I think the same thing happens to our perceptions of historical opinion. We look back and it feels as though there were clear sides to the issues and it’s obvious who believed what.
This feeling gets challenged as we learn that a significant minority of early Americans were against independence, or that some Jews supported the Nazi party.
I’m reading Aristocrats (no relation to the movie), about the lives of four sisters, daughters to a duke and great-granddaughters to a king.
They were exceptionally well-connected (one sister was head bridesmaid at King George III’s wedding) and wealthy (the “poor” relation only had one house in the country and one in the city. The richest was married to the richest man in Ireland).

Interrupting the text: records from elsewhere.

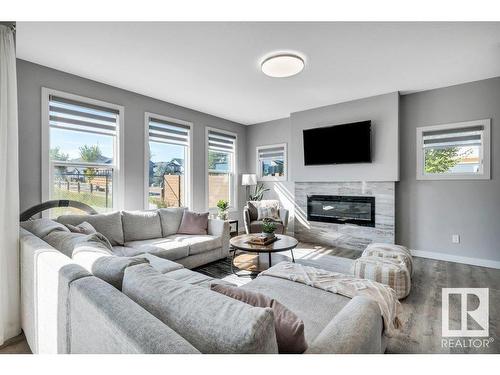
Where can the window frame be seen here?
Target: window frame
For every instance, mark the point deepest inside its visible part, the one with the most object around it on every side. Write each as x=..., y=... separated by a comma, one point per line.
x=285, y=161
x=188, y=177
x=485, y=152
x=118, y=147
x=233, y=203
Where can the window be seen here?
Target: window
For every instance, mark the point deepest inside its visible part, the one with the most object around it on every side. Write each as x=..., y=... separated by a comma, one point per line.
x=454, y=151
x=221, y=167
x=81, y=150
x=167, y=162
x=271, y=162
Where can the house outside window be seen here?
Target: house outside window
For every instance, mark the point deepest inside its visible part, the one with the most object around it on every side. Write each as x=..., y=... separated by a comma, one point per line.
x=168, y=158
x=454, y=151
x=221, y=167
x=81, y=151
x=272, y=162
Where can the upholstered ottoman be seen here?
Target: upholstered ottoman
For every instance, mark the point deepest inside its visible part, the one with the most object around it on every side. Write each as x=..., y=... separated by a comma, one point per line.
x=389, y=271
x=390, y=251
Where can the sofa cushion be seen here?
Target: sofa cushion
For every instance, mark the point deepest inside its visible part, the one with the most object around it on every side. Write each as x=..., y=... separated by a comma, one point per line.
x=211, y=322
x=201, y=243
x=42, y=227
x=171, y=219
x=162, y=265
x=193, y=223
x=141, y=225
x=171, y=248
x=106, y=267
x=110, y=225
x=125, y=251
x=315, y=307
x=289, y=328
x=195, y=278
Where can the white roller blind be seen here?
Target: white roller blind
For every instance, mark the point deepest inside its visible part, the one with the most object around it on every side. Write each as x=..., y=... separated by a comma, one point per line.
x=276, y=152
x=168, y=132
x=459, y=137
x=74, y=115
x=221, y=141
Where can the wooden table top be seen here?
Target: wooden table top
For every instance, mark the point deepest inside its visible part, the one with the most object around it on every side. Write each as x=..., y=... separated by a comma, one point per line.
x=282, y=244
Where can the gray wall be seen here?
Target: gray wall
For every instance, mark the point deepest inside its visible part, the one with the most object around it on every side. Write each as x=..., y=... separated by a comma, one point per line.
x=382, y=110
x=32, y=77
x=429, y=212
x=266, y=133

It’s a small part of the book, but each of the four sisters felt that the “rebels” were right and the king was wrong in 1776 and onwards. Throughout the war, they and their relatives considered the King’s position to be against liberty.
It reminds me again that that war was unpopular over there, and that the rebels won partly because so many people in England wanted to stop fighting. When thinking superficially, I just think about England being the bad guys and the Americans being the good guys. Of course, it’s never that simple.